There are capacity increases and planned capacity increases. Even workforce problems tend to last only a short time. It is a fixed and long-term market.

American names: What do you think about the closure of the Panama Bridge mine?

Bennett: It’s the wrong direction, but the market will embrace it. There will be more demand from elsewhere to fill the gap. And then, I suppose, we just have to wait until the issues in Panama are resolved, and they will come back in the future.

In the long run, this is probably good. A return would only enhance the show, even though it’s a very big one. After that, miners get their chance to roll out their normal strategy.

American names: The Democratic Republic of the Congo is increasing its copper production, moving closer to Peru as the world’s second-largest producer.

Bennett: Much of Africa is a growing powerhouse, but it needs copper infrastructure to generate electricity, and that comes through mining, which also generates money internally. There is a lot of market research or market information that needs to be done to understand the African market.

China is heavily involved in production across Africa. They have made significant investments in Africa’s growth. It’s a tough market that way.

We are moving forward decisively because copper is actually a strategic material that must be exchanged between countries in Europe that do not have copper mining. There is no critical element like closing borders and consuming your quantity.

Africa has a lot of artisanal mining going on, which is something they will have to clean up if they really want to operate on a global scale.

But there is no shortage of copper. We have not reached the point where copper has become scarce. This may be partly because governments have not invested enough, for example, in renewable energy and electric cars. It’s more about business deals. There are problems and closures, but in the end, the market balances itself out one way or another.

American names: How real is the threat posed by aluminum as an alternative to copper as a conductor of electricity?

Bennett: Replacement represents about a quarter of a percent of the copper market. It’s probably 200,000 tons a year, and the market is about 30 million tons, so it’s really small.

There was no significant change in materials. The only example of a consistent change in copper is when plastic pipes came to replace copper pipes. Therefore, the copper plumbing pipe market has taken a hit due to the new technology. But there aren’t any new technologies that are surprisingly better than copper. Copper is still the material of choice.

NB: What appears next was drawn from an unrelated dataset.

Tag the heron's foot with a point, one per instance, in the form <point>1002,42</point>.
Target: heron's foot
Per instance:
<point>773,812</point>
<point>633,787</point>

On the other hand, there is also minimization, where society wants everything to be smaller so that it can use less materials.

American names: What do you think about Copper mining in Latin America in relation to supply and production growth?

Bennett: Any new produce that comes to the market is a good thing as long as it is responsibly sourced. But, for example, the volume of production from Africa is still relatively small, but the growth rate is higher. So, it contributes a lot.

In Chile and other countries, it is very difficult to expand mines or even obtain licensing licenses. Therefore, any production is welcome. Governments need to be more committed and consistent so that miners can make significant investments, but ensure that in the future they will not face problems in expanding mines and integrating technologies.

American names: What is the outlook for copper prices in the short or medium term?

Bennett: I can’t speak for the price. But what I can say is that nowadays, for example, if you have an offshore wind system, the important element is no longer the cost but how efficient it is. Cost is now not the main driver for copper replacement. Price is important, but it falls somewhat halfway between the importance of drivers.

When you create systems, you cannot skimp on materials because they need to be as efficient as possible. This doesn’t mean that copper can’t replace something in some designs, but the consideration isn’t really about cost.

Basically, it’s about efficiency and longevity. Wind turbines last about five years. You might say that you need really reliable undersea cables so you don’t have to touch them. So I chose copper. It’s this kind of thing that drives the market rather than the really low relative material cost.